Bir mezara hukuken ve siyasal olarak “toplu mezar” diyebilmek için bazı unsurlara sahip olması gerekir. Bu unsurlar nelerdir?
1. Birden fazla kişiye ait cesedin aynı yere “gömülmüş” olması gerekir.
2. Ailelerinin bilgisi ve onayı dışında defin işleminin yapılmış olması gerekir.
3. Hukuk ve insanlık dışı yöntemlerle öldürülmüş, yerel ve toplumsal meşruiyeti göz ardı eden, yok sayan veya dikkate almayan bir işlem biçimiyle defnedilmiş olması gerekir. (Salgın hastalıklar nedeniyle gerçekleştirilmiş toplu defin yerlerini toplu mezar olarak değerlendirmemek gerekir.)
4. Defin yerinin görünür olmaması, herkesin anlayabileceği bir işarete sahip olmaması veya defnedilenlerin kimliklerini gösteren bir işarete sahip olmaması gerekir.
Başta toplu mezarlara defnedilenlerin aileleri olmak üzere tüm toplumun gerçekleri bilme, yaşananları öğrenme, defnedilenlerin kimliklerini öğrenme ve adaletin tesis edilmesini isteme hakkı vardır.

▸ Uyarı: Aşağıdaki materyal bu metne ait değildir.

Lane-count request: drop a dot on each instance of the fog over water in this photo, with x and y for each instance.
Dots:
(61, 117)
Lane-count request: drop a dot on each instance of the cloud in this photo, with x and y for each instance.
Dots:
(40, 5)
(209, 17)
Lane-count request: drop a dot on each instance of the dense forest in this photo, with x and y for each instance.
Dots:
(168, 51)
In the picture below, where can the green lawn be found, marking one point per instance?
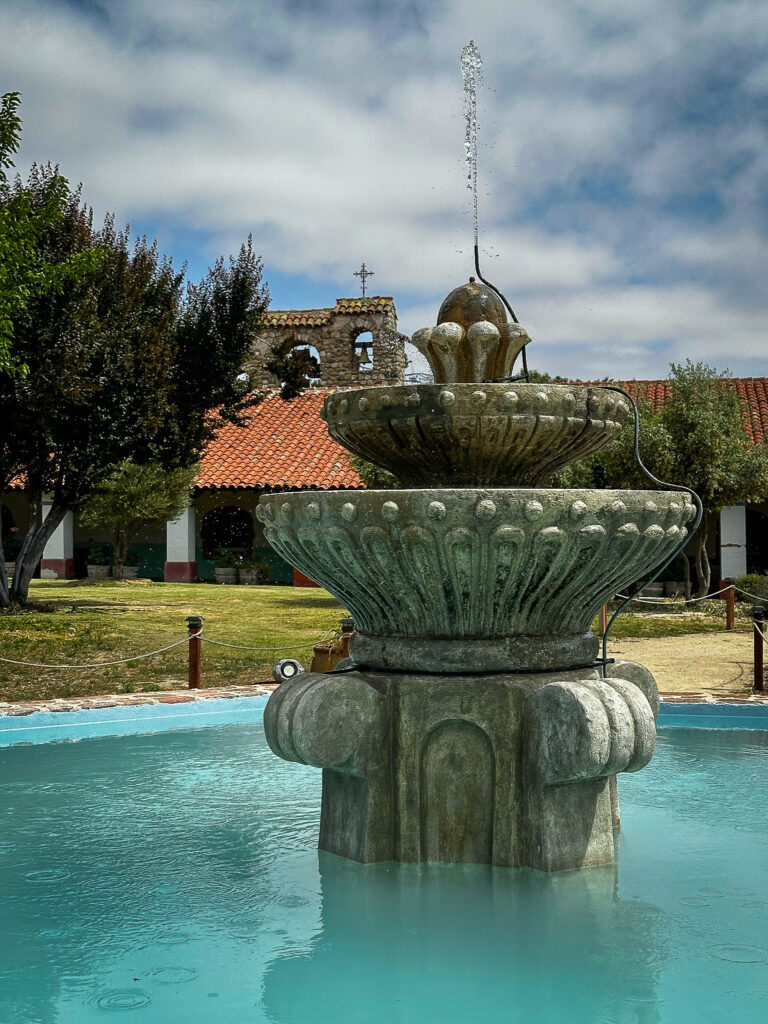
(81, 622)
(72, 623)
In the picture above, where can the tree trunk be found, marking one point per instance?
(4, 595)
(704, 572)
(686, 563)
(121, 553)
(32, 550)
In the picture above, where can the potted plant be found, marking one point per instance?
(98, 562)
(226, 567)
(255, 570)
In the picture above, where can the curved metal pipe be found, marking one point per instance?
(662, 483)
(509, 307)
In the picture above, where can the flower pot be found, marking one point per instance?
(99, 571)
(674, 588)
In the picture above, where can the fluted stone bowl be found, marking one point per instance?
(472, 435)
(475, 580)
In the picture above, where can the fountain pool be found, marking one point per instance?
(173, 877)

Kim ki bu hakkı kabul etmez veya engellerse; insanlığa karşı işlenmiş bu suçun ortağı olduğu anlamına gelir.
Toplu mezarların açığa çıkarılması, adaletin tesis edilmesi süreci meşakkatli bir çabayı gerektirir. Sonuca ulaşmak için bazen uzun bir zamana ihtiyaç duyulur. Toplu mezarların açığa çıkarılması anlamında böylesine bir deneyime, idari ve adli mekanizmaya sahip olmayan ülkelerdeki çabalar daha da zorludur. Örneğin Türkiye. Çünkü toplu mezarların failleri, söyle veya böyle, “yönetim erki duvarı”nın bir yerinde duruyorlar.
Bu nedenle, çabaların sistemleştirilmesi ve aşamalı bir plan dâhilinde yürütülmesi gerekir. Şöyle formüle edilebilir.
Bu alanda faaliyet gösteren tüm kurum, birim ve dinamiklerin içinde yer alacağı bir koordinasyon oluşturmalıdır.
Öyküler ve tanıklıklar derlenmeli, toparlanmalıdır.
Basında ve kamuoyunda “uçuşan” toplu mezar sayıları “toplu mezar unsurları” dikkate alınarak netleştirilmelidir.
Elde edilen dokümanlar üzerinden “toplu mezarlar haritası” çıkarılmalıdır.
Aileler bu faaliyetin temel bir dinamiğidir. Onların sürece katılması sağlanmalıdır. Bu nedenle, olanakların ve bilgilerin elverdiği ölçüde ailelerin tespit edilmesi ve onlarla diyaloga geçilmesi gerekir.
Uluslararası deneyimlerin derlenip toparlanması gerekir. Düşünce üretebilen insanların (Akademisyenler dahil) içinde yer aldığı dar bir komisyon oluşturulabilir.
Mezarların yargı mekanizması tarafından açılması işlemi başlatılmadan önce mezar yerlerine gidilip durum görüntülü olarak kayıt altına alınmalıdır. Daha sonra, aileler üzerinden yargı mekanizmasına başvuru yapılmalı. Fekki kabir işleminin uluslararası belgelere uygunluğu sağlanmalıdır. Gelişmeler iç ve dış kamuoyu ile paylaşılmalıdır ki; ulusal ve uluslararası basın, kurum ve kamuoyu katkısı alınabilsin.
Tanımlanan cesetlerin aileye teslim edilmesi mutlaka sağlanmalı.
Ve önemli hususlardan biri de, bu ailelere tıbbı destek sunulmasıdır.